Dernek ve vakıflarımız da hazırlıksız yakalandığımız bu yılın mazeretinin arkasına sığınmadan önümüzdeki yıl(lar)ın planlamasını yapmalıdırlar. Düzce ve Turhal’da açılan iki Anadil Eğitimi Sınıfı’na yeni sınıflar katmanın hesabını düşünmelidirler. Her dernek kendi yöresindeki köyleri, kasabaları, şehirleri bilmektedir. Biraz çaba ile bu yerleşim alanlarındaki öğrenci potansiyeli rahatlıkla belirlenebilir. Dağınık sınıflardaki öğrencilerin bir araya getirilmesi için okul yönetimleri ile anlaşılabilinir. Farklı okullardaki öğrencilerin belirli okullarda yoğunlaşması için başta ailelerin ikametgah nakilleri olmak üzere çözüm yolları aranmalıdır.

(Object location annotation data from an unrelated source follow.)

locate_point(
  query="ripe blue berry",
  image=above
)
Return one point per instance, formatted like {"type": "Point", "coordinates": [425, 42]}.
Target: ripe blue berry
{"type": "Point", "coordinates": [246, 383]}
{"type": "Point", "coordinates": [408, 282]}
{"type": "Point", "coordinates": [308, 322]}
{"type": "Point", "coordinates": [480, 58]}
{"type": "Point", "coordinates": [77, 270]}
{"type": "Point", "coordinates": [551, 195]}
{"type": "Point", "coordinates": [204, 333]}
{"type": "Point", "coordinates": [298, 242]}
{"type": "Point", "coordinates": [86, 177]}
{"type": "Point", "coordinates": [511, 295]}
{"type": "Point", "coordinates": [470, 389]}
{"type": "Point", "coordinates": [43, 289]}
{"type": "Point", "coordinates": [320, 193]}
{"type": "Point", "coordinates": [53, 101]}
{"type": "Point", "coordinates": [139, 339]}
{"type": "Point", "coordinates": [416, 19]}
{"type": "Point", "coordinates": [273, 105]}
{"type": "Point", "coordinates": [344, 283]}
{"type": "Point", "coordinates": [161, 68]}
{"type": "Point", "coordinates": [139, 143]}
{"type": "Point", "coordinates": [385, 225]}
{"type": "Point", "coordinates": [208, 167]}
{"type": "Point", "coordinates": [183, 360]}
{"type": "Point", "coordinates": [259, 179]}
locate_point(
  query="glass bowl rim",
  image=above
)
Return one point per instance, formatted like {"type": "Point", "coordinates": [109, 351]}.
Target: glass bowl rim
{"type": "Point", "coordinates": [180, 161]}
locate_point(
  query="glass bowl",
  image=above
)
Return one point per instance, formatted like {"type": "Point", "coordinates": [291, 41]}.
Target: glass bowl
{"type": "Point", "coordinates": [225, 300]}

Yukarıda bahsettiğim çözümler için yerel inisiyatifler, demokratik kitle örgütleri, ilgili okul müdürleri, milli eğitim müdürleri, belediye başkanları kaymakam vali gibi mülki erkan ile ilişkiler kurulmalı; yok olmakta olan dilimizin gün yüzüne çıkarılmasının mücadelesi ivme kazanmalıdır.
Bütün bu düşünceleri gerçekleştirebileceğimiz inancı, son günlerde özellikle İstanbul’da görülen nisbî hareketliliğin her alanda sürmesi ile biraz daha heyecanımı arttırdı açıkçası.
Neredeyse bütün derneklerde süren dil kursları, İstanbul Kafkas Derneği’nin kuruluşunun 60.yılı dolayısıyla peş peşe yapılan etkinlikler, etkinliklere katılımın göreceli olarak yükselişi hep olumlu sinyaller. Yanı sıra başta Suriye’deki iç savaştan kaçan Suriyeli hemşerilerimizle ilgili çalışmalarda netice alınması olumlu. Yine ayrıca sesleri biraz cılız da çıksa sokağa çıkan grupların taleplerini görünür kılmaya başlamaları hep içimizi ısıtan sahneler.
Bütün bunlardan sonra ben en azından bu yazıda bardağın dolu tarafını biraz gözünüze sokmaya çalıştım.
Bütün muradım budur!
NOT: Çerkes Hakları İnisiyatifi’nin Putin’in Türkiye ziyareti esnasında gerçekleştirdiği protestosunda gözaltına alınan (ve kısa bir süre sonra salınan) sözcüleri Erol Karayel, Kenan Kaplan ve Murat Özden’e geçmiş olsun demek istiyorum.